## Spack Intro

1. Apache Spark is the most actively developed open-source engine for data processing on computer clusters. 
2. This engine is now a standard data processing tool for developers and data scientists who want to work with big data. 
3. Spark supports a variety of common languages (Python, Java, Scala, and R), includes libraries for a variety of tasks, from ETL to streaming to machine learning to graph processing & analytics.
4. Spark can run on a laptop to a cluster of thousands of servers. Spark can be deployed on Mesos, Hadoop via YARN, or Spark’s own cluster manager can all be used to deploy it.

## What is spark

1. Spark is an open-source, framework-based component that processes a large amount of unstructured, semi-structured, and structured data for analytics.
2. Apart from Hadoop and map-reduce architectures for big data processing, Apache Spark’s architecture is regarded as an alternative. 
3. The Resilient Distributed Dataset (RDD) and Directed Acyclic Graph (DAG), Spark’s data storage and processing framework, are utilized to store and process data, respectively. 
4. Spark architecture consists of four components, including the spark driver, executors, cluster administrators, and worker nodes. 
5. It uses the Dataset and data frames as the fundamental data storage mechanism to optimize the Spark process and big data computation.

## Why Spark?

Spark is used to apply transformations on Big Data

Two scenarios in which it is particularly useful:
When data is too large (Big Data)
When we want to accelerate a calculation


### The following are main features of Spark

1. Speed
Spark performs up to 100 times faster than MapReduce for processing large amounts of data.
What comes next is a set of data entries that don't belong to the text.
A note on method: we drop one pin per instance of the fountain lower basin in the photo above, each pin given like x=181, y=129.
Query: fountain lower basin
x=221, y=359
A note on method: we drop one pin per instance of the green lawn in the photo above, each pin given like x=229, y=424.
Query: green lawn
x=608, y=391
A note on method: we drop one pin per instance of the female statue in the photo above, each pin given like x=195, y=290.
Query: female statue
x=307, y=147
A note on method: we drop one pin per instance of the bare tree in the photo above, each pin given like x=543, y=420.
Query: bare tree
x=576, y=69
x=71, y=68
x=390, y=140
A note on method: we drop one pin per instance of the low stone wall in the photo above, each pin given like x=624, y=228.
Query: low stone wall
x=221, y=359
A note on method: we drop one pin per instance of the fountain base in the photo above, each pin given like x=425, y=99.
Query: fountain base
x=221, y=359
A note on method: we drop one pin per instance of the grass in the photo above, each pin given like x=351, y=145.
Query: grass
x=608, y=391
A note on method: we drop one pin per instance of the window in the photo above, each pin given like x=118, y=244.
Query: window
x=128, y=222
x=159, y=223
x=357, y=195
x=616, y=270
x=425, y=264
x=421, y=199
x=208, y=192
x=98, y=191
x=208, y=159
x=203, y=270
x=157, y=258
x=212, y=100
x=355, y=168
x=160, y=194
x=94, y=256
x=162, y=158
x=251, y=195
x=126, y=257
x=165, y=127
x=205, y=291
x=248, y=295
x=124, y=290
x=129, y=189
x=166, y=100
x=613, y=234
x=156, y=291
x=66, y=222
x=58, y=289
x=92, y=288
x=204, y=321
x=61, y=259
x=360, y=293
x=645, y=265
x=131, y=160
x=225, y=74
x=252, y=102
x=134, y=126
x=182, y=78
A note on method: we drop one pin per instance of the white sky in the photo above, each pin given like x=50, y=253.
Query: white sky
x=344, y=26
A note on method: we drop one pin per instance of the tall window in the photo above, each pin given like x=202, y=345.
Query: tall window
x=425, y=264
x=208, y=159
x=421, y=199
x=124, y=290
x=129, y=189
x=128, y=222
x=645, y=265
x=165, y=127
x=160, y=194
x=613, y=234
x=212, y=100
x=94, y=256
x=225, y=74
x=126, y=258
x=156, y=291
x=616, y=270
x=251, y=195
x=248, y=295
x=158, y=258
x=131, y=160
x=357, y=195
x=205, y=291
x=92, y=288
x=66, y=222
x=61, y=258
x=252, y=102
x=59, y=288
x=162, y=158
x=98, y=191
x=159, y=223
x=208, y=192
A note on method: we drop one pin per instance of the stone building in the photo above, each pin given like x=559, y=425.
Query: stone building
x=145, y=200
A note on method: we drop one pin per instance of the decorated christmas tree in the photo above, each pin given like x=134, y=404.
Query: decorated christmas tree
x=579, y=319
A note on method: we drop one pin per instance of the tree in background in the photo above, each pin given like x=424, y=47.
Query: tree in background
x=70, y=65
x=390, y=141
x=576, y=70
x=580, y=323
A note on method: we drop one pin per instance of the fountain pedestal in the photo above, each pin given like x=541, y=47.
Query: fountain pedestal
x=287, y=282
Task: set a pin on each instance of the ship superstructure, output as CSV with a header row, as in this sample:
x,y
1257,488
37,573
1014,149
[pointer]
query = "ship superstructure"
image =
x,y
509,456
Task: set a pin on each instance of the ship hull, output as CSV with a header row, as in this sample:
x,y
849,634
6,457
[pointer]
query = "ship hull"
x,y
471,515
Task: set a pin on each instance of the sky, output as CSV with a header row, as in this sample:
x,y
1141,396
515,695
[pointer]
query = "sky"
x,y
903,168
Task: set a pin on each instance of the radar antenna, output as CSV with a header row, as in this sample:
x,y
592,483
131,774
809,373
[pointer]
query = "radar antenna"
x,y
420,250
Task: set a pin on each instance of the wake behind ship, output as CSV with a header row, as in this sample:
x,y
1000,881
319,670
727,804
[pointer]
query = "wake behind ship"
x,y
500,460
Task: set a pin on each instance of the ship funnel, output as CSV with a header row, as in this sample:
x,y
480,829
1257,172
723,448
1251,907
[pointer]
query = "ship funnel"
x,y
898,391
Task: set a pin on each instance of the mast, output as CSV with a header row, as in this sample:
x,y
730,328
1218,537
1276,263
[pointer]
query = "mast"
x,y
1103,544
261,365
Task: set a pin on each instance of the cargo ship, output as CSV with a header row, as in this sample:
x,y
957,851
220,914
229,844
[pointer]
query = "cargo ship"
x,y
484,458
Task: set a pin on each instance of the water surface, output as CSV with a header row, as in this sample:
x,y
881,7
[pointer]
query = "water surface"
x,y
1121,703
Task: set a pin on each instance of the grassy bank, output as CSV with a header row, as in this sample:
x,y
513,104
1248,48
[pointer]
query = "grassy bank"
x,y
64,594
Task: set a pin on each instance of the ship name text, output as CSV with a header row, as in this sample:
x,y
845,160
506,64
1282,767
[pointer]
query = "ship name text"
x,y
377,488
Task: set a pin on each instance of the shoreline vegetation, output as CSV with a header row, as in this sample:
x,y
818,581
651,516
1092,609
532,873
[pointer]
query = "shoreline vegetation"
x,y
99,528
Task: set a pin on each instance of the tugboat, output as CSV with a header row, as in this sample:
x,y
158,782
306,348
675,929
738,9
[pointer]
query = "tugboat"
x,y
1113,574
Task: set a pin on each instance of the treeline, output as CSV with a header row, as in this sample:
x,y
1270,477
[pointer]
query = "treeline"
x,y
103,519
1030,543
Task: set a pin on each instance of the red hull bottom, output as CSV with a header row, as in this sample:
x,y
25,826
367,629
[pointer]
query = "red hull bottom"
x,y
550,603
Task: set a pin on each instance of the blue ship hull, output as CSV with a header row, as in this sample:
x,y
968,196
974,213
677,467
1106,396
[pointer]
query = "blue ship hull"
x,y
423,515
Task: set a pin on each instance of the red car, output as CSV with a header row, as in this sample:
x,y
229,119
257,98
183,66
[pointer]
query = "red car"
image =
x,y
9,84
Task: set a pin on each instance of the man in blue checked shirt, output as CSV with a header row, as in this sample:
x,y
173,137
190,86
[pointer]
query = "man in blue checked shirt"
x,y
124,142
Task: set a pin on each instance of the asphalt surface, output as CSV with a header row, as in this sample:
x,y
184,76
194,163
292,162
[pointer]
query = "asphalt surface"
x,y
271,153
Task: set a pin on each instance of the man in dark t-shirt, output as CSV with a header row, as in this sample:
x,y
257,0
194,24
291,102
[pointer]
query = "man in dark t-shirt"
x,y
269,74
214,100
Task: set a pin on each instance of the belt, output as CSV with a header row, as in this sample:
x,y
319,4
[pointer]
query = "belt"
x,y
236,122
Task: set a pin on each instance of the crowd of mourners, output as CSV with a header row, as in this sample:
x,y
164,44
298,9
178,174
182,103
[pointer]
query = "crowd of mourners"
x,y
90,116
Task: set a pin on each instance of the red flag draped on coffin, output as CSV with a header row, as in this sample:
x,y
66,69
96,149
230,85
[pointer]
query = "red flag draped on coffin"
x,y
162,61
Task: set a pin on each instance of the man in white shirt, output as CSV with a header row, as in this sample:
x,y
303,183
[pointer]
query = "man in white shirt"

It is also able to divide the data into chunks in a controlled way.
2. Powerful Caching
Powerful caching and disk persistence capabilities are offered by a simple programming layer.
3. Deployment
Mesos, Hadoop via YARN, or Spark’s own cluster manager can all be used to deploy it.
4. Real-Time
Because of its in-memory processing, it offers real-time computation and low latency.
5. Polyglot
In addition to Java, Scala, Python, and R, Spark also supports all four of these languages. You can write Spark code in any one of these languages. Spark also provides a command-line interface in Scala and Python

## Spark v/s Map Reduce

The following are differences between Spark & Map Reduce:
1. Spark is faster as it processes data in RAM (memory) while Hadoop reads and writes files to HDFS (on disk)
2. Spark is optimized for better parallelism , CPU utilization , and faster startup
3. Spark has richer functional programming model
4. Spark is especially useful for iterative algorithms


## Spark Architecture 

A high-level view of the architecture of the Apache Spark application is as follows:
1. Driver
2. Cluster Manager
3. Worker Nodes
4. Executors

## Driver

1. The Driver Program is a process that runs the main() function of the application and creates the SparkContext object. 
2. The purpose of SparkContext is to coordinate the spark applications, running as independent sets of processes on a cluster.
3. To run on a cluster, the SparkContext connects to a different type of cluster managers and then perform the following tasks: -
a. It acquires executors on nodes in the cluster.
b. Then, it sends your application code to the executors. Here, the application code can be defined by JAR or Python files passed to the SparkContext.
c. At last, the SparkContext sends tasks to the executors to run.

## Cluster Manager

1. The role of the cluster manager is to allocate resources across applications. The Spark is capable enough of running on a large number of clusters.
2. It consists of various types of cluster managers such as Hadoop YARN, Apache Mesos and Standalone Scheduler.
3. Here, the Standalone Scheduler is a standalone spark cluster manager that facilitates to install Spark on an empty set of machines.

## Worker Nodes

1. The worker node is a slave node
2. Its role is to run the application code in the cluster.

## Executer

1. An executor is a process launched for an application on a worker node.
2. It runs tasks and keeps data in memory or disk storage across them.
3. It read and write data to the external sources.
4. Every application contains its executor

## Spark Components

The Spark project consists of different types of tightly integrated components. At its core, Spark is a computational engine that can schedule, distribute and monitor multiple applications.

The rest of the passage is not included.